GS Mini 30


Still Wednesday, April 2nd, 2014:

French Polishing

It's about 6:45 p.m. now, and I am finished for the day.

I've just done 5 sessions of French polishing on both the neck and the soundbox.

Basically, what I've been doing is: (1) Put a few drops of shellac (2-lb. cut) and a few drops of alcohol onto my muñeca. (2) Use non-stop circular motions to apply the shellac to the wood. (3) If the muñeca begins to stick, put a drop of walnut oil onto the muñeca. (3) Follow the circular motions with lengthwise strokes. (4) If I've had to use the walnut oil, follow up the session with a "spiriting off" session (long strokes with alcohol only, to remove the oil).

Here's a more detailed description of what I've found works best for me.


Thursday, April 3rd, 2014:

More French Polishing

No photos --- just more French-polishing today.

Now I have a total of 11 sessions on the top, 10 sessions on the sides and back, and 8 on the neck.




Friday, April 4th, 2014:

And More French Polishing

It's about 1:45 p.m. Now I have a total of 16 sessions on the top, 15 sessions on the sides and back, and 11 on the neck.

I started the day off by leveling the finish, with 600-grit sandpaper and walnut oil as the lubricant. After I had leveled everything, I did some "spiriting off" before I started polishing again.

I also started applying some finish to the bridge today.

TO THE RIGHT: A few photos of how it all looks right now.











Monday, April 7th, 2014:

A Little Detour

I haven't posted in a couple of days because I ran into a little problem. Actually, a couple of problems --- but everything's okay now.

BY THE END OF SATURDAY, I had 21 sessions on the top, 20 on the sides and back, and no more on the neck (it was finished at 11 sessions). However, at the end of Saturday, I decided to drop fill several binding gaps on the top and back (small gaps between the binding the the purfling), applying thin superglue with a micro-pipette (it's the first time I've used those pipettes --- and I LOVE them!!!). I let those drop-fills sit until Sunday.

SUNDAY, the first thing I did was to level those drop-fills, using first a razor blade like this, following it up with very careful wet-sanding (with walnut oil) with 400 and 600 grits. It went well, and looked so much better.

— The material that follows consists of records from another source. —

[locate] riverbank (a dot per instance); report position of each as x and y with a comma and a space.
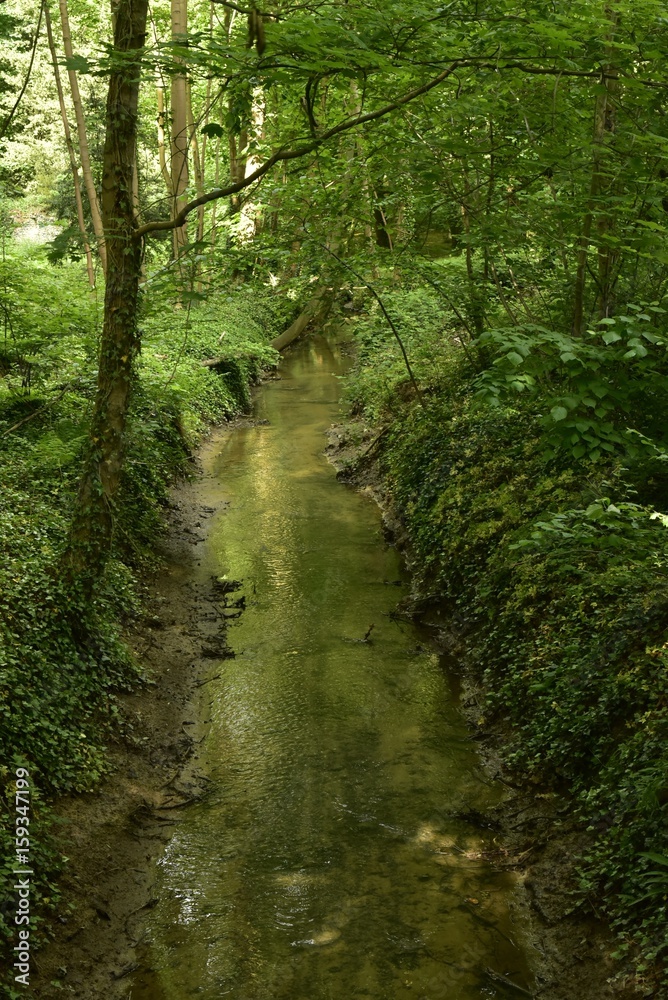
536, 833
550, 565
131, 819
69, 668
114, 835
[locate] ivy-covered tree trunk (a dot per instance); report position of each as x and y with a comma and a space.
92, 526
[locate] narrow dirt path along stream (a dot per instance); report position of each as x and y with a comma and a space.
330, 859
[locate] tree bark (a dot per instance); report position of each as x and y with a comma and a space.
92, 527
84, 154
604, 123
179, 108
70, 147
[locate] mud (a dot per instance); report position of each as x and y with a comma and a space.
536, 832
114, 836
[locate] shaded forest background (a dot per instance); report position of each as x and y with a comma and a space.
482, 190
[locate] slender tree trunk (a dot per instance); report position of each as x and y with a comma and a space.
70, 148
604, 123
92, 527
84, 154
179, 108
162, 139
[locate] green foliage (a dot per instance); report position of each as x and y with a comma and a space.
605, 393
553, 570
62, 660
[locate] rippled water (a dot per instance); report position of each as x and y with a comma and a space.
331, 859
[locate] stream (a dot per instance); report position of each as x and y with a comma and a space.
334, 855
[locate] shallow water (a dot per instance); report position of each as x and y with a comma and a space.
330, 859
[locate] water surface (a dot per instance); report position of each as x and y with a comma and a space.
332, 858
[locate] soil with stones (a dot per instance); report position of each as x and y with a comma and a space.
535, 831
114, 836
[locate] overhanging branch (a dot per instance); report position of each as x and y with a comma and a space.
293, 154
308, 147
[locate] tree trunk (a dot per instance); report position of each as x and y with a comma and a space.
70, 148
92, 527
604, 122
84, 154
162, 149
179, 108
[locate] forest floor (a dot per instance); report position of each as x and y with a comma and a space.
535, 832
115, 835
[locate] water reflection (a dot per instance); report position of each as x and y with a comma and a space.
330, 860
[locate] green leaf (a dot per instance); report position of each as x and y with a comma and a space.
77, 63
213, 130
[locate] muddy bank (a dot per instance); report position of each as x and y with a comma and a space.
535, 832
114, 835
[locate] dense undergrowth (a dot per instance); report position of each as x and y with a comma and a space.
550, 546
62, 662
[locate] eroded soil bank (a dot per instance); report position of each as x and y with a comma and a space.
536, 833
114, 837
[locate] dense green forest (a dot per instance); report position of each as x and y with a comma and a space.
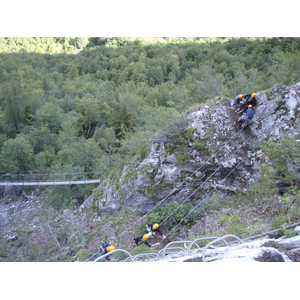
74, 108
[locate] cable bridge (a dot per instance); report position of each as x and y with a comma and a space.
69, 182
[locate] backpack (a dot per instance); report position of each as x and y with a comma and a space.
105, 245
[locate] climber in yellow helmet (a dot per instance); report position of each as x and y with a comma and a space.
143, 240
153, 229
251, 100
105, 248
235, 103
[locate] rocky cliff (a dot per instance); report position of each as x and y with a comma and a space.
202, 152
215, 147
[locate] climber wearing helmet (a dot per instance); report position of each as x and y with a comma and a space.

Then, I proceeded with the polishing, adding 5 more sessions to the back and sides. When I moved on to the top, however, after the 4th session of the day, I found a dull spot (about 3/4" wide by 1-1/2" long) just below the rosette on the bass side. Trying to remedy that dull spot by polishing over it didn't work; it only seemed to worsen the problem. That spot was down to the bare wood! Probably what had happened was that I had too much alcohol on the muñeca and it was a little too damp, so I had been removing shellac instead of adding it! I stopped, sanded that area down a little bit, and isolated that area with painters' masking paper, so only the damaged area showed. I then put some shellac in a PreVal sprayer and very lightly sprayed a few very thin coats of shellac onto the area. (I did this instead of brushing on the shellac, because it sprays on much more evenly than by brush.) I let it all sit until today.

TODAY, I first used 600-grit sandpaper & walnut oil to very lightly start leveling down the shellac repair. After the 600-grit sanding, I moved on to Micromesh, from its 1800-grit (not the same numbering system as regular sandpaper), on down to its 12000-grit (2400, 3200, 3600, 4000, 6000, 8000, 12000). I used an Artgum eraser as my sanding block, wrapping the Micromesh around the eraser.

It worked out well. You can detect a very slight color difference in the repaired area (it's a tiny bit darker), but I'm satisfied with it. I am so relieved that I was able to fix it without making it even worse!

After completing the repair, I then did one session on the top, back, and sides. It's sitting there now, waiting for me to come back to it.

I think I am just about done. After posting this, I think I will do one last session of very little shellac and mostly alcohol (but DRY!!!), and glaze and "spirit off" the final coats.